Assignment 9
Data Mining
Individual or pair work in this assignment.
In Lab
Begin by downloading to your assignment directory the module file http.py.
Visit http://www.weather.com, enter a zip code in the Local Weather text box near the top, and click the go button. For IU's 47405 zip code, the new URL is
http://www.weather.com/weather/local/47405?whatprefs=&what=WeatherLocalUndeclared&lswe=&lswa=&from=whatwhere&where=47405&wxGoButton=GO
Use this URL (or one for another zip code if you like) to create, in a file named feellike.py, a program that prints what the current temperature feels like, using the population.py datamining program development in class as a guide. Submit your program before the end of the lab as usual.
Then start work on the assignment below.
Assignment
Develop a Python application named datamine.py that when invoked does some web data mining and prints the results.
You choose what data you will be mining for, within reasonable limits. Do not choose something that is too difficult to complete with a reasonable amount of effort. (Don't get so excited about working on this project that your other course work suffers, including time to review and practice with a broader range of material from this course.) Also do not choose a project that is too easy, such as the population exercise above, or the slightly harder temperature program presented in class. The favorite movies example from class is representative of the level of data-mining difficulty expected.
In almost all cases you should be extracting multiple pieces of data from different locations in a single source file using at least one necessary loop. Otherwise your program may be considered to be so simple that it is worth at most a C. In every case your data mining should require several string searches. One or more of the best submissions from the class will be posted in the Oncourse Assignment Solutions and receive extra credit.
It is a good idea to ask your lab instructor if you are in doubt whether your project plan is too hard or too easy.
Hopefully you will have fun with the flexibility this provides, and perhaps make a program that's genuinely useful to you now. If not, you will know how to do this sort of thing should you find it useful in the future. This flexibility may, however, present difficulties you cannot anticipate. So be sure to leave enough time to get help from one of the course instructors if need be. Also, pay attention to the potential difficulties that have been anticipated and mentioned in class and the class notes.

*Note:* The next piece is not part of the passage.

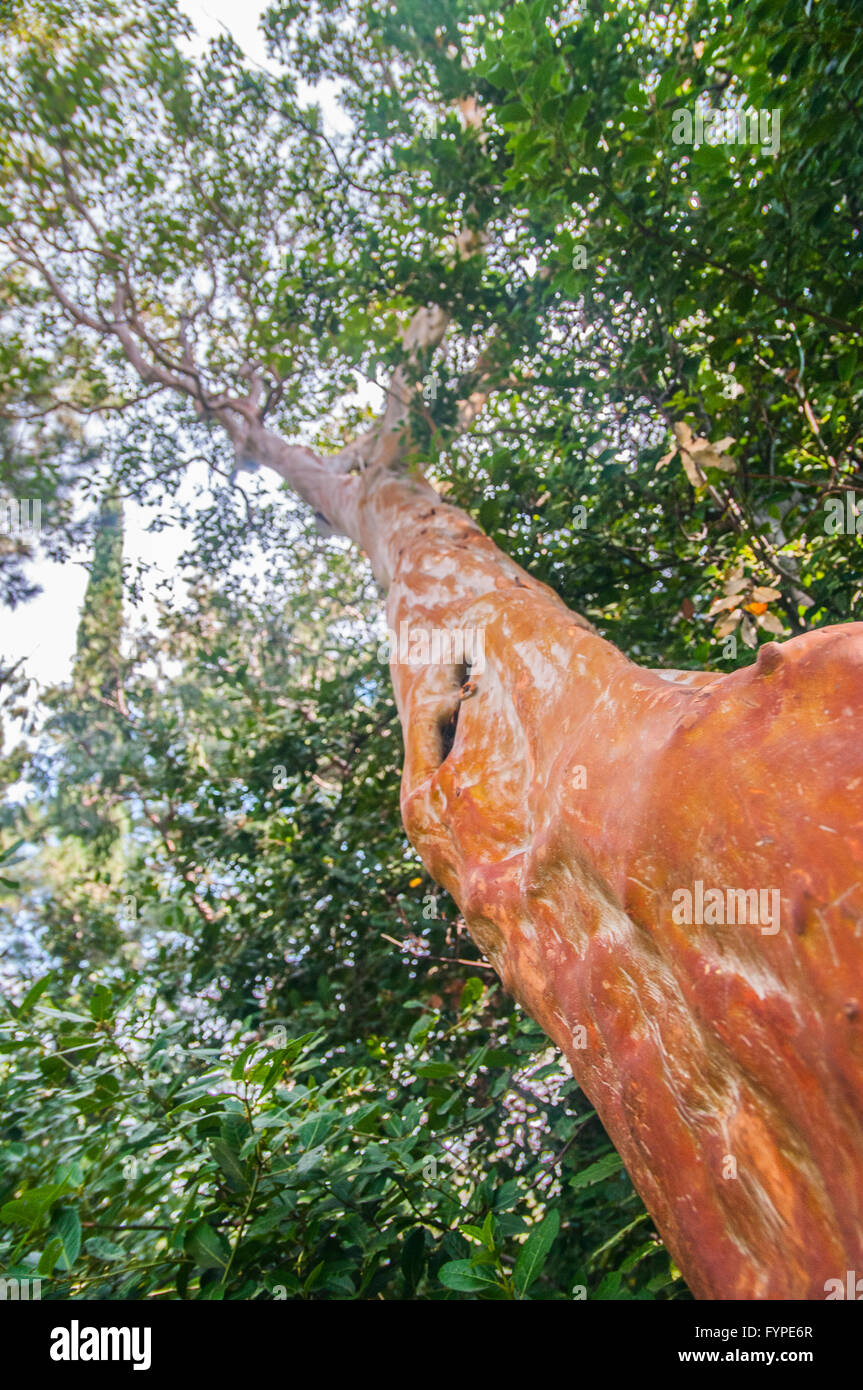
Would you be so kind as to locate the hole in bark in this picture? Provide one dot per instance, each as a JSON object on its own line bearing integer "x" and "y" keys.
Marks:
{"x": 448, "y": 722}
{"x": 448, "y": 734}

No two teams may use the same host name in the URL used for data mining. When you have found a URL you would like to use, click on the A201 Oncourse Forums too, select the Assignment 8 forum and Host names topic. Check for a thread with the host name in its title line. The host name is the part of the URL between http:// and the following /. This search is easily automated by using the browser's Edit > Find command (ctrl-F in Firefox and IE). If no other team has claimed it, click Post new thread and in the title put the host name to claim it (the message does not need text in the body). If you should later decide not to use that host, delete the thread.
Your datamine.py file should contain a documentation string after the initial identifying comment line required in all assignments and before the statement importing the http module. Briefly state in these comments what your program does (not the details of how it does it).
Elsewhere in your program use comments to describe in general terms how the data mining is accomplished: specifically, what does the program look for and how it is located. See the ebert_movies.py program from class as an example of suitable documentation.
Use a web browser to find some information you would like to mine. Cut and paste the URL of the web page with the desired information into a simple Python program that just prints the text returned by a server for this URL, as in the first temperature data program presented in class. This text should be the same as you see if you view the HTML source with a browser command. If so, check that the URL host has not been claimed and claim it via an Oncourse message as above. If not, you have run into one of the limitations noted in this week's class notes and have to use another URL.
Next, find the data you want to mine by searching for some of its text in the HTML source with a text editor. Develope a strategy for finding the strings of interest, document it, and extend the simple program above that printed all the source text so it only prints the text you are mining.
When you have completed your program, temporarily add back to it the statement that prints all the HTML source. Cut and paste this source into a plain-text editor and save it to a file named source.html. Then remove this print statement before submitting your work.
Submit the final version of your datamine.py and source.html files via Oncourse as usual.
The reason for submitting the source file is that if your program does not work when your lab instructor is grading it, due to a change in the web server, your instructor will modify the program to read source.html instead of using http.get.